Friday, May 21, 2010

Touching Emotions with my Nose

I have been going through my shelf of books on writing and children’s literature, wanting to post them with reviews on Shelfari.com and Goodreads.com so when people ask, “What’s a good book on writing?” I know which ones I like best and why.  I have re-read a couple that I remember liking a lot.  The first was a disappointment.  Although I recognize the chapter on fantasy as the source of many of our family favorites, the rest of the book spends too much time analyzing works that haven’t stood the test of time.

Turn Not Pale, Beloved Snail; a Book About Writing Among Other Things has NOT been a disappointment.  It is a delight even after thirty years.  I thought I would review it for you, but alas! It is out of print, and the only used copy available on Amazon costs $50!  So check your public library for this book that inspires young people to look at life in new ways and get their vision down in words.

Last night I read the chapter on smell and found myself writing a list of my favorite smells and most disliked smells.  Rotting meat, vomit and unwashed tripe headed my list of unpleasant smells.  Hockey locker rooms are up there too, and this morning when I emptied the vase of wilted anniversary flowers on the table, I added, “stale water from wilted flowers.”  

My favorite smell list starts with sheets on the line, wood smoke and fresh cut grass.  After listing several other things, I wondered why roses and lilacs were nowhere near the top of my list.  They are wonderful smells in themselves, but they don’t evoke the same powerful memories as the other things I had listed.  (Maybe if I had received flowers more often…)  Experts tell us that smell is the most powerful sense of all.  It reaches back into earliest infancy and evokes the emotions of the moments associated with it.

After I turned out the light, I found myself wondering why I love the smell of fresh-cut grass so much.  A picture of the lot where my father’s house has stood for nearly fifty years came to mind.  He must have bought the lot about 1960.  A man in our church was dividing up his family farm and selling off lots.  Most were bought by people in the church, so we all knew each other even before the houses were built. 

My father was determined that his lot not be an eyesore in the new community, so every summer Saturday until we built our own house, my mother packed a picnic lunch, and we went to the lot to mow the grass.  Several of our future neighbors did the same, and some soon moved in, so there were always children to play with. My father used to cut us a fox-and-geese track and then go mow the rest of the two-thirds acres before he came back to obliterate our game.  I remember climbing trees, building forts in the high grass of the unsold, and therefore unmown, lot next door, exploring the tiny strip of woods and finding wild strawberries at the end of the road.  Every Memorial Day we had a neighborhood picnic, a tradition that continued even after the houses were built and that great expanse of meadow grass was divided into ordinary suburban yards.

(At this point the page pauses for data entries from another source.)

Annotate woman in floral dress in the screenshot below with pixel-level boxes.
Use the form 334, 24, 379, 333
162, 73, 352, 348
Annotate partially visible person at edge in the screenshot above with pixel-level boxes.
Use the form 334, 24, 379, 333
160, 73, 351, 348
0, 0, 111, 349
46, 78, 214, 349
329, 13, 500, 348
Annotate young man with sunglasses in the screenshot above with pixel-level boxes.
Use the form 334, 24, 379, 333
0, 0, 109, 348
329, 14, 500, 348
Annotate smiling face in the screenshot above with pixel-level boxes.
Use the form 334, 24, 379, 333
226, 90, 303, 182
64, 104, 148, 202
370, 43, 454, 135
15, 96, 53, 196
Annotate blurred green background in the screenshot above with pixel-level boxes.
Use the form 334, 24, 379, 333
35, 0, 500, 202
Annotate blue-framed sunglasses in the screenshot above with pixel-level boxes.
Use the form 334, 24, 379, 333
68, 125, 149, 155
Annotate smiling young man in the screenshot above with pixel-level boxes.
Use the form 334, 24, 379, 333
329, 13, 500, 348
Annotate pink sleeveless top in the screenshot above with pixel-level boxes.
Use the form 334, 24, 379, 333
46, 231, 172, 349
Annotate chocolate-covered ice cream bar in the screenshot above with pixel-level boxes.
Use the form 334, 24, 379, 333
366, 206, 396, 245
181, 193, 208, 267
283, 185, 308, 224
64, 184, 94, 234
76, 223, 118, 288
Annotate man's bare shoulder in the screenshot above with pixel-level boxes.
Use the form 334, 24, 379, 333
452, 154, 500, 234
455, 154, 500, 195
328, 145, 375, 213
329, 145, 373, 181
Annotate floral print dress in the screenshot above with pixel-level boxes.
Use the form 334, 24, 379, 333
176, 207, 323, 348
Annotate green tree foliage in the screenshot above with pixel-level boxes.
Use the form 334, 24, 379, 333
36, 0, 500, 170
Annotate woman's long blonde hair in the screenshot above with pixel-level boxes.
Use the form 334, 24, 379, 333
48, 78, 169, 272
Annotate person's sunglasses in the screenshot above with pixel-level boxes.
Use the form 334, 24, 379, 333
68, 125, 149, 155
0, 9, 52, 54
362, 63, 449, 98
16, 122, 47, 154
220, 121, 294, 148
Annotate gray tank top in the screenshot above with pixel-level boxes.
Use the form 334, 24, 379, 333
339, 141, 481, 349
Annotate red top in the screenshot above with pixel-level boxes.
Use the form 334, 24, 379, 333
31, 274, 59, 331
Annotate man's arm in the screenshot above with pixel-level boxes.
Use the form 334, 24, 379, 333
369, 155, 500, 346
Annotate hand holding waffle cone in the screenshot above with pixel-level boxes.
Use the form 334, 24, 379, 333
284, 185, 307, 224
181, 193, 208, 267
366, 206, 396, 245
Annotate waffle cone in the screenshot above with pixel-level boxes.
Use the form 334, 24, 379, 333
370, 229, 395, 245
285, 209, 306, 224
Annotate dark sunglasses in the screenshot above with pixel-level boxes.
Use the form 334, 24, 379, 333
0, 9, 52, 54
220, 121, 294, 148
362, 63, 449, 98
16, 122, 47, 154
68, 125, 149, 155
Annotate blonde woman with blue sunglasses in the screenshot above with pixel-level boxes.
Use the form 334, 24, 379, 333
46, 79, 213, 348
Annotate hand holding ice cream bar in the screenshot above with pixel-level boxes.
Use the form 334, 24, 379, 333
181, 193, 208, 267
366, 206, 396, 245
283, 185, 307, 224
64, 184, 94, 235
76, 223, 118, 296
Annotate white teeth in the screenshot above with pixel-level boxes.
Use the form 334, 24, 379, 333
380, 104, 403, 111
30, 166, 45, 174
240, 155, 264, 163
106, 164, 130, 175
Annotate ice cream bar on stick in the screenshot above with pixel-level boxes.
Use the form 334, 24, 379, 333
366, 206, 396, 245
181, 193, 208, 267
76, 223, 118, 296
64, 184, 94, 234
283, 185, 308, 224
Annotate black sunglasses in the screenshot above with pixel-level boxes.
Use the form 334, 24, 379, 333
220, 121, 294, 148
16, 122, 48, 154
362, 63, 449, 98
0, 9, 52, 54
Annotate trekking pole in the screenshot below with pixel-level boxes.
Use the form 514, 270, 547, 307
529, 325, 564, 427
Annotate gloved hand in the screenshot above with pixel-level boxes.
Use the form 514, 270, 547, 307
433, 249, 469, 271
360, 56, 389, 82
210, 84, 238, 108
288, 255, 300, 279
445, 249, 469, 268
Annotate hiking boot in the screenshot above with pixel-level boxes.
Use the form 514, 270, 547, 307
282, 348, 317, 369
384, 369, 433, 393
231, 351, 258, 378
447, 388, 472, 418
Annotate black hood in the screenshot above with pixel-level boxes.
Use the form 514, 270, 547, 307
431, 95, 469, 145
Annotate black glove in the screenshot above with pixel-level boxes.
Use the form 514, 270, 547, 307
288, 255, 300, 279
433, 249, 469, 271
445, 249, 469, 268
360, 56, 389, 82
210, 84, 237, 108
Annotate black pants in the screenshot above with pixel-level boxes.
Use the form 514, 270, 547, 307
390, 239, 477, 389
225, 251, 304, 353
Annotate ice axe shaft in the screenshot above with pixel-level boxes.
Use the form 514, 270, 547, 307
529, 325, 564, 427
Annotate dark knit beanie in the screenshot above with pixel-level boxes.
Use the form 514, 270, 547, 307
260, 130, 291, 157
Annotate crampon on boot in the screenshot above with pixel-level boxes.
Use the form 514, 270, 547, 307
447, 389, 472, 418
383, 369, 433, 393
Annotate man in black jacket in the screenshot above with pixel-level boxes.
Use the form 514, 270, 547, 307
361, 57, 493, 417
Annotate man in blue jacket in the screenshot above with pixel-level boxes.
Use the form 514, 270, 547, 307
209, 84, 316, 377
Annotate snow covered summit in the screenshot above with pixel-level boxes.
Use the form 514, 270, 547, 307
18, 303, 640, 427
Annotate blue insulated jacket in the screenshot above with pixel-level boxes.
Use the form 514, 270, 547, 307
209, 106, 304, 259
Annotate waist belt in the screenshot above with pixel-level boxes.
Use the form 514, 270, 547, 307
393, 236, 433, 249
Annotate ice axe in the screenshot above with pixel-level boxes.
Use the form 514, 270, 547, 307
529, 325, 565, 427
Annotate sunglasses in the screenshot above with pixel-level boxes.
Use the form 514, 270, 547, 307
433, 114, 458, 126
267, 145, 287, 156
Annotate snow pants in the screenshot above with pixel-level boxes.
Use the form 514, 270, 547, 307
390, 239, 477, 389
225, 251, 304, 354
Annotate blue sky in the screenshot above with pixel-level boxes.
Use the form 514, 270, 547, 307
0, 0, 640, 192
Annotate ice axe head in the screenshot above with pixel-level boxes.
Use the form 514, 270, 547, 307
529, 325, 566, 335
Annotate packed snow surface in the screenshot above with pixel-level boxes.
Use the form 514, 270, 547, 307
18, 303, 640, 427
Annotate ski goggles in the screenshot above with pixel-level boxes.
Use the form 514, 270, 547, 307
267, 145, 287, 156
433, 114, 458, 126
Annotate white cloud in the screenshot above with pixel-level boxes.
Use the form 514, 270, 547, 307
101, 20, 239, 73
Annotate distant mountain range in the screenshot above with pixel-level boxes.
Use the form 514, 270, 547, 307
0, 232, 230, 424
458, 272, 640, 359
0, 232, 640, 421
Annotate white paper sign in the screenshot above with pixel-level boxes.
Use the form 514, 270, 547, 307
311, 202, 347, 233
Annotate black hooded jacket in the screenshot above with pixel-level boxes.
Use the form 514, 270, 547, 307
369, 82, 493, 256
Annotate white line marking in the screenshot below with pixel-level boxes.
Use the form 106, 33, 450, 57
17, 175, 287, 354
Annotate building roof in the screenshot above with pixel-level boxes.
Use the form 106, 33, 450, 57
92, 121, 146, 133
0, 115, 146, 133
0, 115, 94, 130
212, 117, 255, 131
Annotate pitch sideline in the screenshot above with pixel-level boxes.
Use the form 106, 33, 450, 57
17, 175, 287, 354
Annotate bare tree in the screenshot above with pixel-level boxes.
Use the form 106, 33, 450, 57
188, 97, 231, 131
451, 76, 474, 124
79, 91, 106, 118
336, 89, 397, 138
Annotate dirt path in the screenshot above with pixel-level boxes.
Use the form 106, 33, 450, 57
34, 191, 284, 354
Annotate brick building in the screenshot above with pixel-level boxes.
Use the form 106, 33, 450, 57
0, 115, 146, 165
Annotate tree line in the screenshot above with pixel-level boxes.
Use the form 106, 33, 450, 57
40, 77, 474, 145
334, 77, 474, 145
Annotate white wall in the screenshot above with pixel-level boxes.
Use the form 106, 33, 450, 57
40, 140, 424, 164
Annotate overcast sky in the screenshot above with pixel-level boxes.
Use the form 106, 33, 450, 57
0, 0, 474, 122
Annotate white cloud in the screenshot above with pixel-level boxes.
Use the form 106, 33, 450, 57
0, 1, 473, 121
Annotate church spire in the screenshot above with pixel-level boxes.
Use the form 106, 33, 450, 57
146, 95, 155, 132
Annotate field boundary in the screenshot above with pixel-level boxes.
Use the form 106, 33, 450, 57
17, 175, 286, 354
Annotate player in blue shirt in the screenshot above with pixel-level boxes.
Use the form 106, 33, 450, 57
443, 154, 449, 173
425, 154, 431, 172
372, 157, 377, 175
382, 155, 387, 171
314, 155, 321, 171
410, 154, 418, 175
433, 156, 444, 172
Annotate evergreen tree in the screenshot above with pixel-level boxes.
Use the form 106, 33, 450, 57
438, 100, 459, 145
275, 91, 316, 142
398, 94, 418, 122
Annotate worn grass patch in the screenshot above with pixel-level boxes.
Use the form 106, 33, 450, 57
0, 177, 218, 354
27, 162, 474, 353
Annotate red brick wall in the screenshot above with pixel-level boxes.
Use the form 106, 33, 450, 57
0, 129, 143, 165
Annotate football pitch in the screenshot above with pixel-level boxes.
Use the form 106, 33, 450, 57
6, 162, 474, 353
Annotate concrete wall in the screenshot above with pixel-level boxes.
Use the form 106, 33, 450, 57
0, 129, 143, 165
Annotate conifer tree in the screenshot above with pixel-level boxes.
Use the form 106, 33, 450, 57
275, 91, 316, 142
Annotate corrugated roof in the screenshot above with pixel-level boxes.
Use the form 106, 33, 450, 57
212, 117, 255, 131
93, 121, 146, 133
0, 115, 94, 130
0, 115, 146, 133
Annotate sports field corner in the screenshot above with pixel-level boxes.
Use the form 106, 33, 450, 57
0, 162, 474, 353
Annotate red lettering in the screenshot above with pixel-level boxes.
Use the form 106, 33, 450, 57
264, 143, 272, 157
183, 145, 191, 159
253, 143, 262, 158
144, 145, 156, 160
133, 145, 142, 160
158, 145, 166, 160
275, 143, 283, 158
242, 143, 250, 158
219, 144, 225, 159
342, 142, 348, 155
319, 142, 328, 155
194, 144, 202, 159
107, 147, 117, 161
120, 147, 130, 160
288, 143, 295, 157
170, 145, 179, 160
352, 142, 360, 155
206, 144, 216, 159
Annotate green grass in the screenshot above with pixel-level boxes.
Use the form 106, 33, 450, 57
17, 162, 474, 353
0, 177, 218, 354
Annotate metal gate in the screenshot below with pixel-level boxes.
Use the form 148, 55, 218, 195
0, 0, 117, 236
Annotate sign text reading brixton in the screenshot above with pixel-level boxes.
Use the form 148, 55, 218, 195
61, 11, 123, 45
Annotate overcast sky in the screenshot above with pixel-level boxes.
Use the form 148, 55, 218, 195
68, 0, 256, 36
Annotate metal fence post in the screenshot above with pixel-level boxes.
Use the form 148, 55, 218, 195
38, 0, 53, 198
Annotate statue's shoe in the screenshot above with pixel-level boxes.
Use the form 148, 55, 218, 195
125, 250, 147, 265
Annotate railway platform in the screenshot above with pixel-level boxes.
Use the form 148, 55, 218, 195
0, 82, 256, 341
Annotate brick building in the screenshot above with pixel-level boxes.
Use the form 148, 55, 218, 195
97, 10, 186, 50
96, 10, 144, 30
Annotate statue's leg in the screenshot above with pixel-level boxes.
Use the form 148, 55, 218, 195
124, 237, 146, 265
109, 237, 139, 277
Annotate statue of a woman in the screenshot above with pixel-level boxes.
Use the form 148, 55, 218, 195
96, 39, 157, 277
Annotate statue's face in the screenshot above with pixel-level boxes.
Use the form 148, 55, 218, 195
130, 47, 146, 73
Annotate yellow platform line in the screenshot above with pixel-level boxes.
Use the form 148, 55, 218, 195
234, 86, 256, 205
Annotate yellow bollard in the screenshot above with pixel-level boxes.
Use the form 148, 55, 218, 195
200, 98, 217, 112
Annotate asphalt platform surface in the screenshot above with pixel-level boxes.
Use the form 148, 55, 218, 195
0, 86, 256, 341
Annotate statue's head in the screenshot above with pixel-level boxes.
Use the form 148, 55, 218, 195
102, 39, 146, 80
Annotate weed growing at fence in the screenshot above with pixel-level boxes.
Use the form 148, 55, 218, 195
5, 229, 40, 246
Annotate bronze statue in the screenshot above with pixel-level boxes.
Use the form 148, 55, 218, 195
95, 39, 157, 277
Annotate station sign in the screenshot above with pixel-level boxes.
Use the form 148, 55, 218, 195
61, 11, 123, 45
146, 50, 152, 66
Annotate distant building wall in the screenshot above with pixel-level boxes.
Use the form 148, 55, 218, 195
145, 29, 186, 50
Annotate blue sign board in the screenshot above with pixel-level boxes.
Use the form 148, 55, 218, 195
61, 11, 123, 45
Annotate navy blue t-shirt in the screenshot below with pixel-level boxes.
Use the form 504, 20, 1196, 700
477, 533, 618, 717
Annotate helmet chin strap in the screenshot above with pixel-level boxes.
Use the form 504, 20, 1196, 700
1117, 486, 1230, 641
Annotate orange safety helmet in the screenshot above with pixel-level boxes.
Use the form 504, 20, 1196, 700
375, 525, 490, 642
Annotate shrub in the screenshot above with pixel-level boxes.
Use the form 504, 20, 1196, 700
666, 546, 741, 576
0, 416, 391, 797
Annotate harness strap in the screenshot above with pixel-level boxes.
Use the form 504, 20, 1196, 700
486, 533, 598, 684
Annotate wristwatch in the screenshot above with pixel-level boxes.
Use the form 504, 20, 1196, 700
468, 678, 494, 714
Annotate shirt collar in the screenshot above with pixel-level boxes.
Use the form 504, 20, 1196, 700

Those summers of running in the disappearing countryside are wrapped up for me in the smell of fresh-cut grass.  I hadn't seen a picture from those days in years--not until today when I was sorting a pile of slides my father had given me to scan--today, the day I was remembering the smell of summer sun on new-cut grass, picnics at "the lot" and games of fox-and-geese.  When you add smells to your writing, you draw on your reader’s deepest memories and pull him into your hero’s emotions.

I would love to hear your favorite (or most detested) smells and what you associate with them.